Letter From the Editors
In the wake of Xi Jinping’s visit to Moscow, commentators have seized on his parting words to Vladimir Putin: “There are changes happening in the world today, the likes of which the world has not seen for a century.” It seems like everyone is looking for some historical perspective on current events, so let’s look back at what the world of 1923 can tell us about today’s headline news.
Xi himself might be thinking back to 1922, when the party he leads was founded – an unwelcome band of rebels for the decade-old Republic of China, but one with support in Moscow’s Comintern. Now that the CCP is in charge, you can see why he would want to limit foreign ties to “rebel” Taiwan – also known as the Republic of China. Natalia Portyakova informs us that Beijing has coaxed nine countries to repudiate recognition of the island since Tsai Ing-wen became its president. Most recently, Honduras announced it was doing so during Tsai’s visit to North America. According to the Taiwanese foreign minister, “This was not only an attempt to humiliate the authorities of the island . . . but also another warning to the US that flirting with the administration in Taipei is unacceptable.”
Ivan Rodin writes that the leader of Russia’s Communists is also orienting his thinking around a centennial perspective. In a speech by Gennady Zyuganov to party activists, “the Russian president was in effect presented with a demand to integrate the left into the ruling establishment – with which [the left] already shares, for instance, the principle of invoking historical events to explain the present.” He began by listing off his party’s centennial celebrations over the past five years, from the October Revolution (oddly, his key demand for a “government of people’s trust” is not a Bolshevik slogan, but a liberal one from the February Revolution) to the 1922 founding of the USSR.
The other post-Soviet states have their own feelings about that centennial and Russia’s renewed interest in it. Georgian analyst Gela Vasadze, for example, notes that “There have always been and will always be . . . negative feelings about the Russian state, since Georgia was one of the first [countries] to be subjected to aggression from Russia . . . back in the early 1990s.” What’s different now, though, is the Chinese factor: “Xi Jinping’s arrival in Moscow is an attempt to feel out Russia’s ability to provide a force component to prevent the strengthening of Western influence in former Soviet countries,” Vasadze continued.
There is less tension between Moscow and Tbilisi on the religious front, however. As Kommersant’s correspondents point out, the Georgian Orthodox Church defers to the Moscow Patriarchate on certain ecumenical questions due to “the ROC’s unwavering position on recognizing Abkhazia and South Ossetia as the canonical territory of the Georgian Orthodox Church.”

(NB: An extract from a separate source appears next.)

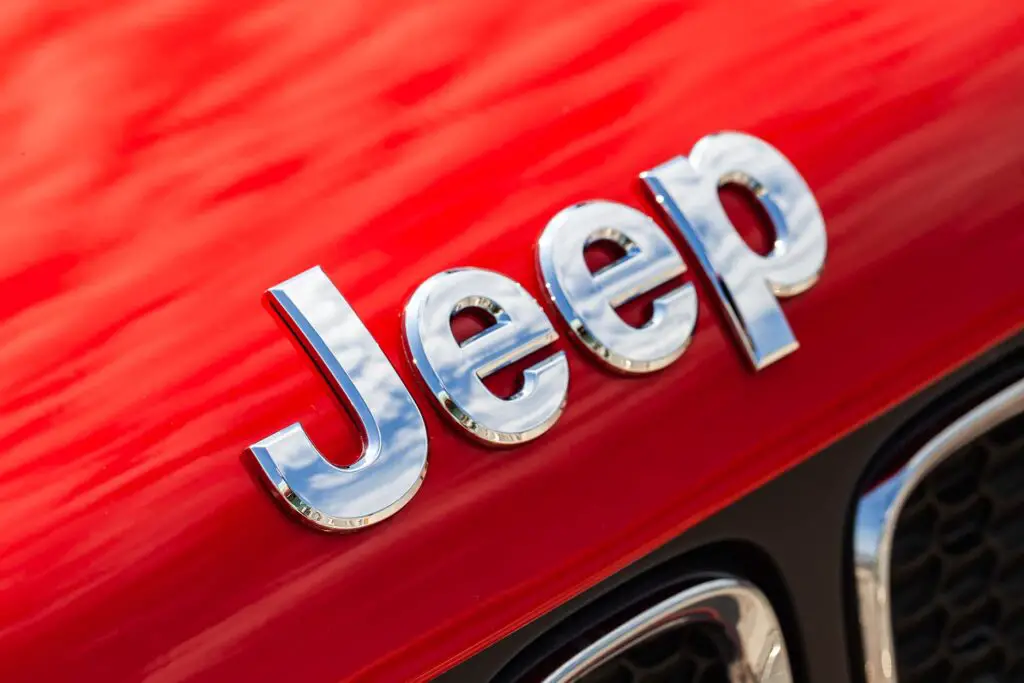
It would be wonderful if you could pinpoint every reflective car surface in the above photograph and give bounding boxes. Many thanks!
[0,0,1021,681]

This came into play when the Ukrainian Culture Ministry marked the Soviet Union’s centennial in appropriate fashion by asserting state control over the country’s oldest monastery, Kiev Pesherskaya Lavra. Security forces oversaw the transfer of the property from the Ukrainian Orthodox Church – which was subject to the Moscow Patriarchate from 1722 to 2022 – to the Orthodox Church of Ukraine. The Patriarch of Constantinople, who recognized the OCU as autocephalic in 2018, has not spoken against the move, but it was panned by the Catholicos-Patriarch of All Georgia and the Patriarch of Antioch.
“We will not allow a terrorist state to have any ability whatsoever to manipulate the spirituality of our people,” President Zelensky justified the Culture Ministry’s decision. The Lavra’s UOC vicar responded: “We have no intention of moving out. . . . They are threatening to make short work of us, but this isn’t 1917.”
Indeed, a new global power might arise once a century, but an East-West rivalry driving a Great Schism in the Orthodox Church? Mr. Xi might be off by a factor of 10.